Ve bunu “Canım o kadar kusur da olur” diye hoş görenler var!
Uzun tutukluluklar
Bununla kıyaslanmayacak kadar küçük kusurları olan askeri personel ise 11 aydır tutuklu yatıyor. Onlar sadece üstlerinin verdiği emre uyarak sokağa çıktılar. Kimi terör saldırısı var diye, kimi tatbikat diye dışarı çıkarıldı.
Kiminin iddianamesi bile yazılmadı, kiminin ilk davası yapıldı, tahliye yok, ikinci duruşma Ağustos’a verildi. FETÖ duruşmalarında adalet tam anlamıyla gerçekleşmeli. Baş sorumluların bilmiyorum, hatırlamıyorum demelerini deneyimli hakimler aşar.
Ama terörle mücadelede canlarını vermelerini beklediğimiz erler, bir gelecek umuduyla askeri okullara girmiş öğrenciler, üç kuruş ekmek parası için bu işe girmiş uzman çavuşlar başta olmak üzere alt rütbedeki tutukluların durumlarını bir an önce netleştirmeli.

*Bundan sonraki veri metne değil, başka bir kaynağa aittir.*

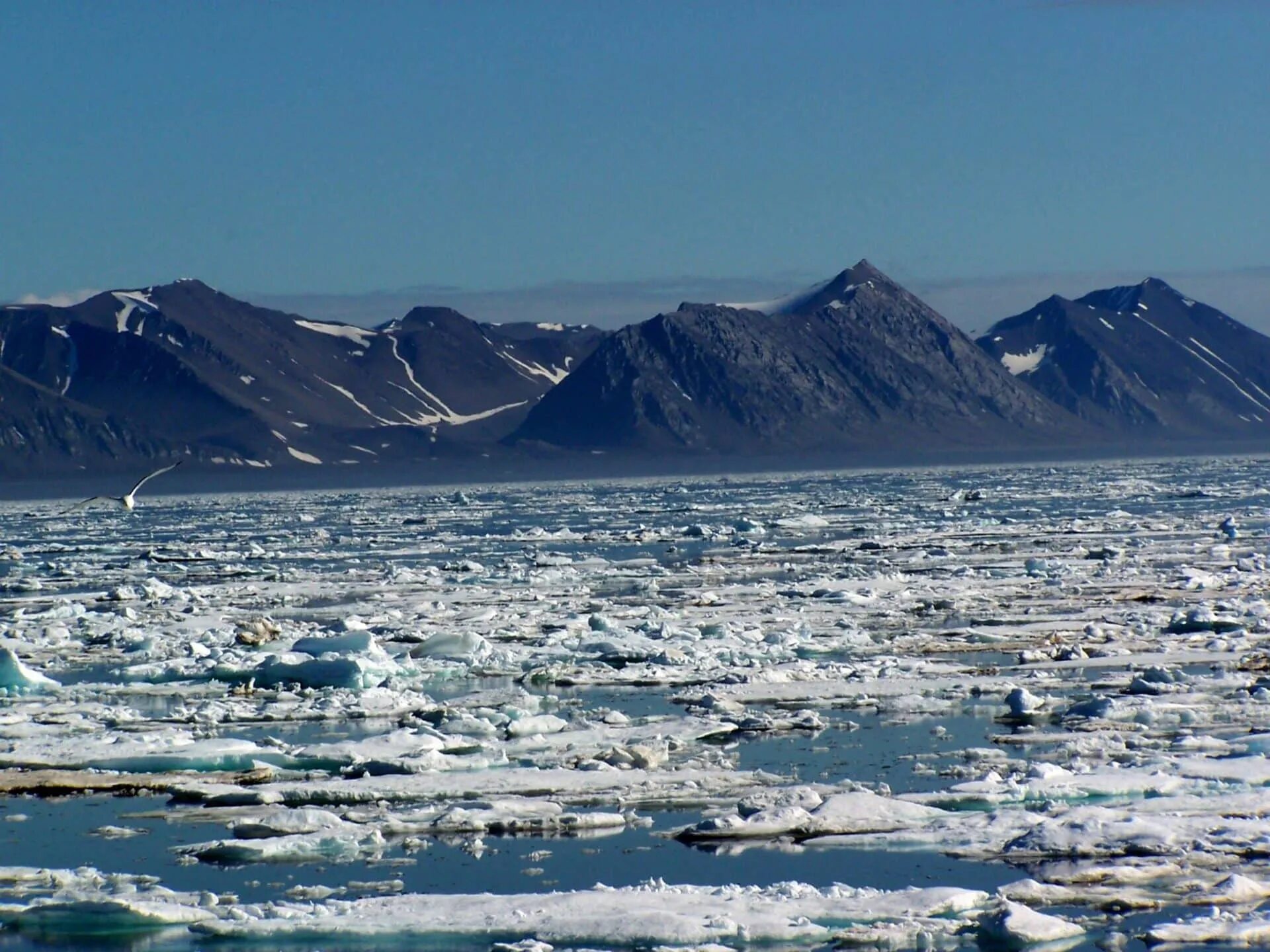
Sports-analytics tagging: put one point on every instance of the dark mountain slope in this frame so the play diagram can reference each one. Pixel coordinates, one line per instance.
(189, 365)
(857, 362)
(1143, 358)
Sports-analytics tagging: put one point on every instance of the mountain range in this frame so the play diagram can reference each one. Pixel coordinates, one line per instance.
(851, 365)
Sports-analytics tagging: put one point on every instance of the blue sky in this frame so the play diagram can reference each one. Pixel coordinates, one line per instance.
(285, 149)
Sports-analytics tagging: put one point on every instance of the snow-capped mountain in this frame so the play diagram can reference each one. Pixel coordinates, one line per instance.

Cezaevleri de bu yükü kaldıramıyor. İçlerinde akli dengesini yitiren, psikolojisi bozulanlar var, tedavi edilemiyor. Ve onlar acı çekerken kimi arkası kalın, zengin tutukluların, artık nasılsa, sudan bahanelerle serbest kalması da vicdanları fena halde yaralıyor.